正直 ガチャピンに似てた

火曜日に休暇を取ったので、水曜日は溜まった仕事で多忙だった。けれど前の日にのんびり遊んだり休んだりしたお陰で 働けど働けど疲れない。部長の来客が30分刻みにやって来て、ご案内したりお茶を出したり、まるでウェイトレスのように くるくると大忙しだった。

本日の来客の一組に、“ネコ社(仮名)”という取引先の担当者が新入りの女性社員を部長に紹介する、という趣旨の訪問があったのだけど、そのとき 信じられないことに その新入りの彼女は「この秋、ネコ社(仮名)さんに転職させて頂いた**です」と自己紹介してしまい、そのひとの上司が「こら!もううちの社員なんだから、自分の会社に“さん”付けはないでしょう」と慌てて訂正する、というくだりがあって、思わずお茶のお盆をひっくり返しそうになった。どんなコントだよ。脱力する。

ネコ社(仮名)と云えば、人気企業ランキングで名前を見ないことは過去にも現在にも未来にも一度もなく、企業社会の頂点に君臨し続けるあのネコ社(仮名)であるのに、他社で4年の経験を積んだのちに華々しくネコ社(仮名)に転職したひとが、幾ら緊張しているとはいえ こんなスタンダードな敬語を間違えるひとであるなんて、やはり世間はとてもおかしい。

夜は 友紀ちゃんと食事。急なお誘いだったけれど、よろこんで駆けつける。円山町近くのイタリアンレストランへ。友紀ちゃんは白と赤を一杯ずつ飲んで、わたしは(この頃 ワインを飲むと頭痛がするか眠くなるかのどちらかなので)ジンをちびちびと。

珈琲とデザートも終わってそろそろ出ようか、という頃 友紀ちゃんが妙にテーブルの上のシルバーを落としたり、灰皿を落としたり、そのたびに店員の注目を集めてガシャンガシャンとやっている。テーブルチェックする際も、妙に大量のお札を出して、お金を渡しすぎたりしている。わたしはそのたびに(この店狭いからぶつかるのかなー?)とか(女同士って割り勘の計算遅いよなー)とか、ぼーっとして考えていたのだけど、お店を出たあとに(もしかして友紀ちゃん 酔っ払ってる?…)とハタと気づいた。二人で食事に行くときは よほど飲むつもりで選んだお店でない限り、アルコールはいつも二杯、三杯ほどしか飲まない。この日もまったくの適量内なのに、なぜ急に酔っ払って、触るものみななぎ倒しているのか ほんとうに謎。

レストランを出たあと、近くのカフェに入って温かいアールグレイを飲む。

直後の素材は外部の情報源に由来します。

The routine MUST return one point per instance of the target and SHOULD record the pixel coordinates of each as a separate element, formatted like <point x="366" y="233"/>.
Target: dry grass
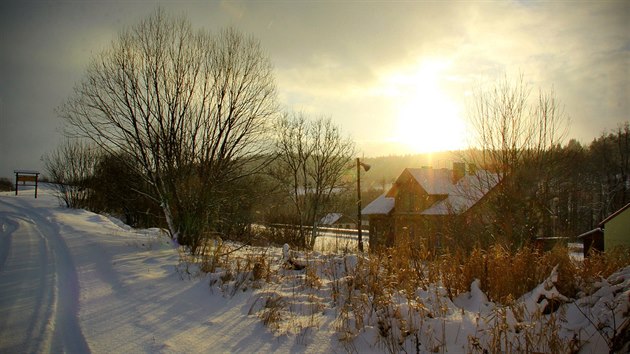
<point x="403" y="293"/>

しかしお喋り(主に「有名になりたい」「っていうよりはむしろ有名人になりたい」というわたしの熱い独白)の最中 ふと友紀ちゃんの顔を見ると、あきらかに 目を閉じて このこ 眠ってる!酔っ払ったあとの睡魔が襲ってきたのであろうか。じまんのおおきな目がしっかり半分閉じていて(友紀ちゃんは ほんとうに目がおおきいので、半分閉じてやっとふつうのひとと同じサイズ)、正直 ガチャピンに似すぎだった。

目の前にいる女の子が 一瞬でガチャピンに変貌するということは、文章に書くとかんたんだけど実際目の当たりにするとかなりの衝撃だ。このままガチャピンアールグレイを啜りながら悩み(「有名になりたい」等)を打ち明けつづけるのも不毛だし 嫌なので「そろそろ帰ろう」と促すと、意外なことに「えー あともう10分だけここで飲もうよ」と引き止めてきて、今度は新橋のオヤジのようになっている。もう、わけがわからない。鼻先をくすぐるアールグレイの芳しい香り。混沌とする。

夜の街は、眠気からも酔いからも醒めずにはいられないような冬の冷気。スクランブルの交差点のところで「あなたは井のヘッド(井の頭線)?」「あなたは山ハンド(山の手線)?」などと互いに口走りつつ、右と左に別れて帰宅。こんな夜は あとから思い出せば出すほど可笑しくなってしまう。

23時に帰宅。WRは 頭から爪先まで 掛け布団にすっぽり包まって眠っていた。髪を切って帰ったらしいのに、切りたてのマッシュルームヘアーも全然見えない。

この日食べたデザート。友紀ちゃんが頼んだモンブランは、ディッシュアートがうつくしかったのに、わたしのティラミスは ただ皿に切り分けただけ。寂しい。